Origins

I first started learning to code more or less on a whim. I’d always been curious, but was held back by my unfounded conception that learning to code must begin with a mind-numbing slog of syntax memorization. I had no concept that a trained programmer could essentially understand code based on its structure, even with little or no prior exposure to the specific named functions and variables constituting the code.

Eventually my jealousy of all the tech wizardry surrounding me – at the time I was living in the Seattle area – got the better of me. A friend of mine expressed interest and we decided to take the plunge together, to both work through the same beginner’s coding tutorial online. But which language? There were so many to choose from.

My friend weighed the decision carefully. He investigated various options for their ease of use, versatility, novelty, etc. I suffered less indecision. I knew I wanted a language which would draw me in closer to the heart of the computer than the others. I cared not if it was 20 times harder to use, I wanted more control at a lower level. After a perfunctory period of pretending to weigh different options, I made my decision: I would learn C++.

The List

In my first heady months of learning to code, I was entranced with the idea of the linked list. What a perfect distillation of the computer’s raw power, that a list can exist in which the memory location of each element could be totally random and disjoint, and yet the list still affords the ability to iterate over the elements with ease. On top of that, a linked list can be sliced and diced and grown and shrunk in any which way and with no greater perturbation in memory than that to the individual elements themselves. How elegant. How flawless. What structure could possibly surpass the linked list.

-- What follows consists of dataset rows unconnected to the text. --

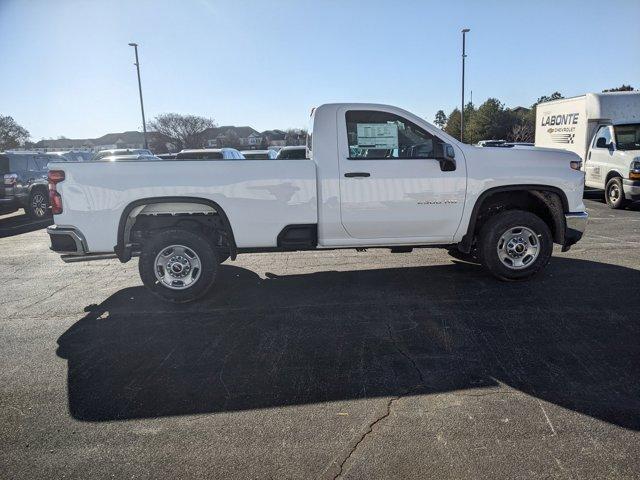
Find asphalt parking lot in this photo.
[0,196,640,479]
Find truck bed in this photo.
[49,160,318,252]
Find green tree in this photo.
[0,115,30,152]
[534,92,564,105]
[444,108,460,139]
[444,102,476,143]
[602,83,633,93]
[433,110,447,129]
[147,113,216,150]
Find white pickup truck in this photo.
[48,104,587,302]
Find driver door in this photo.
[337,107,466,244]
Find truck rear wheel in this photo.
[25,188,51,220]
[478,210,553,281]
[604,177,629,210]
[138,228,218,303]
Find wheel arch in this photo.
[114,197,237,262]
[604,170,624,184]
[458,184,569,253]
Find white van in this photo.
[536,92,640,208]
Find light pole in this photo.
[460,28,471,142]
[129,43,149,149]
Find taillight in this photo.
[4,173,18,187]
[47,170,64,215]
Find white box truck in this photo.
[536,92,640,208]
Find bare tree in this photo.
[0,115,30,152]
[433,110,447,130]
[147,113,216,150]
[284,128,307,145]
[511,120,535,143]
[603,83,633,92]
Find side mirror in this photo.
[433,142,456,172]
[596,137,615,150]
[596,137,608,148]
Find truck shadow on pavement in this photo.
[0,214,53,238]
[57,258,640,430]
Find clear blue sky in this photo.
[0,0,640,140]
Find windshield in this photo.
[613,123,640,150]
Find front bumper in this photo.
[622,178,640,201]
[562,212,589,252]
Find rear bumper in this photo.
[562,212,589,252]
[47,225,88,255]
[47,225,117,263]
[622,178,640,201]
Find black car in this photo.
[0,152,57,219]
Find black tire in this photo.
[138,228,218,303]
[478,210,553,281]
[216,250,231,263]
[25,188,51,220]
[604,177,629,210]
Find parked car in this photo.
[0,152,59,219]
[476,140,507,147]
[96,154,162,162]
[48,150,94,162]
[91,148,153,161]
[240,150,278,160]
[277,145,307,160]
[536,92,640,208]
[176,148,244,160]
[48,104,587,302]
[502,142,536,149]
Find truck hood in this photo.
[465,146,580,164]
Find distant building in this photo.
[33,131,144,152]
[262,129,287,147]
[202,125,262,149]
[29,125,306,153]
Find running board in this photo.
[60,253,118,263]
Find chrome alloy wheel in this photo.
[498,227,540,270]
[154,245,202,290]
[31,193,48,218]
[609,182,620,204]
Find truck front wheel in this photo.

So imagine my chagrin when I gradually became aware that the foundational data structure used in many dynamically resizable objects was the linked list’s arch nemesis, the contiguous array. What a vile, bloated structure; carelessly wasting space; wantonly occupying the processor by copying every element into new memory at unpredictable junctures. If ever there was a structure that lacked elegance, this was it. And for what reason might it be preferred? Multiplication-based indexing? I scoffed at the notion. How frequently can applications avoid iterating over every element anyway, I asked.

The Array

And yet for all my loathing of the resizable contiguous array, something began nagging at me early on in my coding journey. Ever so slowly, a nascent idea formed that maybe, just maybe, the contiguous array actually was a superior foundational data structure. Initially, the part of me that entertained this thought was the same part of me that liked to write triply, quadrupley, quintupley nested loops. Who cares if its impossible to read and maintain, it probably executes a tiny bit more efficiently than nested function calls, right? But my real paradigm shift, came only after I slowly developed a learned preference for simplicity in design above all else. This came through more hours spent debugging hopelessly convoluted code than I care to admit.

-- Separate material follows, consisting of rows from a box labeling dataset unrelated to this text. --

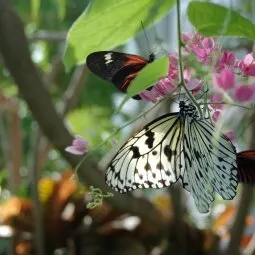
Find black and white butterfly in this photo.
[86,51,155,100]
[106,101,238,213]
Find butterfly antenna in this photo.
[141,20,152,54]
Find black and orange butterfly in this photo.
[86,51,155,100]
[236,150,255,184]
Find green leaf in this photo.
[30,0,41,20]
[127,56,169,97]
[188,1,255,40]
[64,0,175,70]
[57,0,66,20]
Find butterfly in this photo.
[86,51,155,100]
[106,101,238,213]
[237,150,255,184]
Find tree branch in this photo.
[0,0,166,231]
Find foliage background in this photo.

It was only after experiencing this paradigm shift, that I began to understand the true elegance of the contiguous array. It has some rough edges, as identified previously, but what convention for accessing any single element could be simpler than performing a single multiplication. The simplicity of this one inherent characteristic of the contiguous array opens up whole new worlds of possibility. Take logarithmic search and self-contained binary tree structure, for instance. Once I gained a rudimentary understanding of the greater efficiency of accessing locally contiguous memory contiguity, due to caching, I was sold on the superiority of the contiguous array.

Takeaways

As time has passed, I’ve come around more and more to the conclusion that it’s all good. Sometimes I want a linked list, and sometimes I want a contiguous array. As long as I’m waxing poetic, here are a few more tidbits of wisdom:

  • Premature optimization is a terrible idea.
  • If you want to worry about efficiency, worry about time complexity, not so much other stuff.
  • Coding a complex solution is satisfying for a little while, until you have to debug it. Finding a simple solution in place of one that is complex is when coding is really fun.

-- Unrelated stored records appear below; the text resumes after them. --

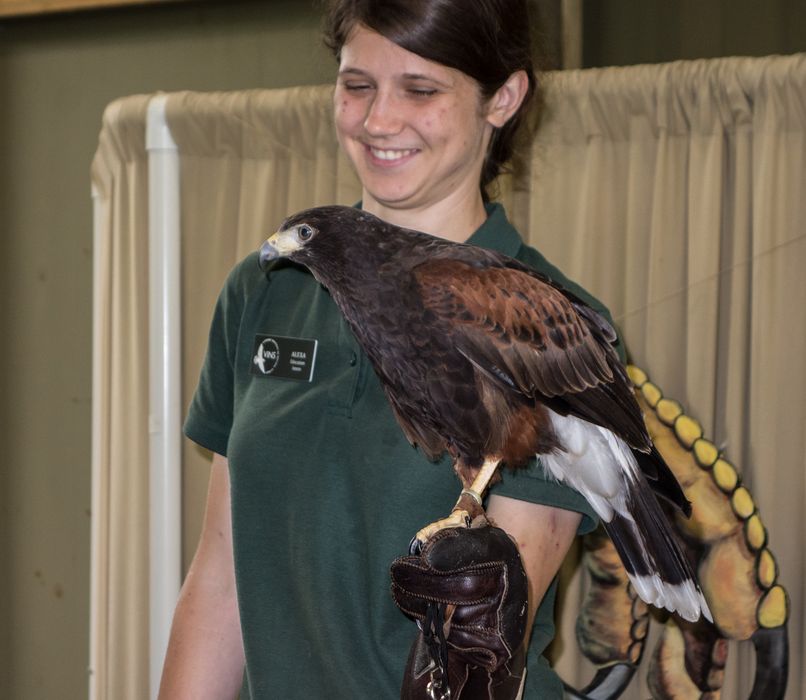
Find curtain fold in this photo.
[93,55,806,698]
[526,55,806,698]
[89,95,149,700]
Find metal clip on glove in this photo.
[391,517,528,700]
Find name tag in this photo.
[250,335,319,382]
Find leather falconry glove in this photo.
[391,516,528,700]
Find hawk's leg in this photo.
[411,457,501,551]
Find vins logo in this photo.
[252,338,280,374]
[249,335,319,382]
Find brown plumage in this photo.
[261,206,707,618]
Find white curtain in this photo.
[91,56,806,699]
[523,55,806,698]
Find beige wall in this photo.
[0,0,806,700]
[0,0,334,700]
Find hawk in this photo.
[260,206,711,621]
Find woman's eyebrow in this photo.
[338,66,452,88]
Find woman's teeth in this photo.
[370,148,415,160]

Now that you’ve traveled with me through this brief text-based journey. Perhaps you are wondering, what was this post actually about? Not much, really. Just some of my reminiscence about my early history as a coder, using a couple basic data structures as milestones along the way. I enjoyed writing it, for what that is worth. If you were in the unenviable position of being compelled to read it, I hope it was tolerable. At any rate, thanks for reading. Cheers!